Copenhagen Center for Inflammatory Bowel Disease in Children, Adolescents and Adults, Hvidovre Hospital, Hvidovre, Denmark.
J Crohns Colitis. 2024 Feb 26;18(2):246-255. doi: 10.1093/ecco-jcc/jjad144.
Inflammatory bowel diseases [IBD] are heterogeneous in the frequency and severity of their flare-ups. We aimed to describe disease activity patterns in a Danish nationwide paediatric IBD cohort.
Paediatric patients [<18 years at diagnosis] with Crohn's disease [pCD] or ulcerative colitis [pUC] in the study period from 1996 to 2018 were identified in national registers. Disease activity [severe, moderate-to-mild, remission] was assessed at diagnosis according to medications prescribed, hospitalizations, and surgeries.
In total, 1965 pCD and 1838 pUC incident patients were included in the cohort. At diagnosis, severe disease activity was found in 87%/80% of pCD/pUC and in addition 6.1% of pUC patients had undergone a colectomy during the first year after diagnosis. Five years after diagnosis, the annual proportions of pCD/pUC with no disease activity were 70%/61%, and 10 years after diagnosis the proportions were 72%/64%. Colectomy was required in 6.1, 12, and 16% of pUC patients after 1, 5 and 10 years. No improvement of disease activity was seen in the proportion of prevalent pCD [N = 2515] and pUC [N = 2428] in the study period 2000-2018 concomitant with the introduction of biological treatment. However, decreasing disease activity was the most common pattern in both pCD and pUC [43 and 47%], respectively.
pIBD was characterized by a high proportion of patients with severe activity at diagnosis, followed by an improvement after 5 and 10 years of follow-up. Notably, the proportion of patients with no disease activity was unchanged when biological treatment was introduced and the number of colectomies in pUC remained high.
炎症性肠病(IBD)在其发作的频率和严重程度上存在异质性。
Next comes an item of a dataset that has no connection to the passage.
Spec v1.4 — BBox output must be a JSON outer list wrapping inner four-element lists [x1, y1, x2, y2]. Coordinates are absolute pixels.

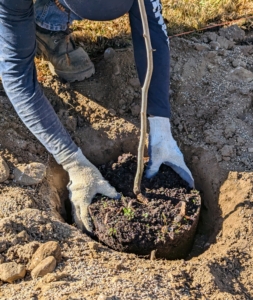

我们旨在描述丹麦全国儿科 IBD 队列中的疾病活动模式。
在 1996 年至 2018 年的研究期间,在国家登记处确定了患有克罗恩病(pCD)或溃疡性结肠炎(pUC)的儿科患者(诊断时<18 岁)。根据开具的药物、住院和手术评估疾病活动(严重、中-轻度、缓解)。
该队列共纳入 1965 例 pCD 和 1838 例 pUC 首发患者。在诊断时,87%/80%的 pCD/pUC 患者存在严重疾病活动,此外,6.1%的 pUC 患者在诊断后的第一年接受了结肠切除术。诊断后 5 年,无疾病活动的 pCD/pUC 患者的年比例分别为 70%/61%,诊断后 10 年的比例分别为 72%/64%。诊断后 1、5 和 10 年,分别有 6.1%、12%和 16%的 pUC 患者需要结肠切除术。在 2000-2018 年生物治疗引入的同时,pCD[N=2515]和 pUC[N=2428]的现患患者中,疾病活动的比例未见改善。然而,在 pCD 和 pUC 中,疾病活动减少是最常见的模式[分别为 43%和 47%]。
pIBD 的特点是诊断时严重活动患者比例较高,随后在 5 年和 10 年的随访中有所改善。值得注意的是,当引入生物治疗时,无疾病活动的患者比例保持不变,而 pUC 的结肠切除术数量仍然很高。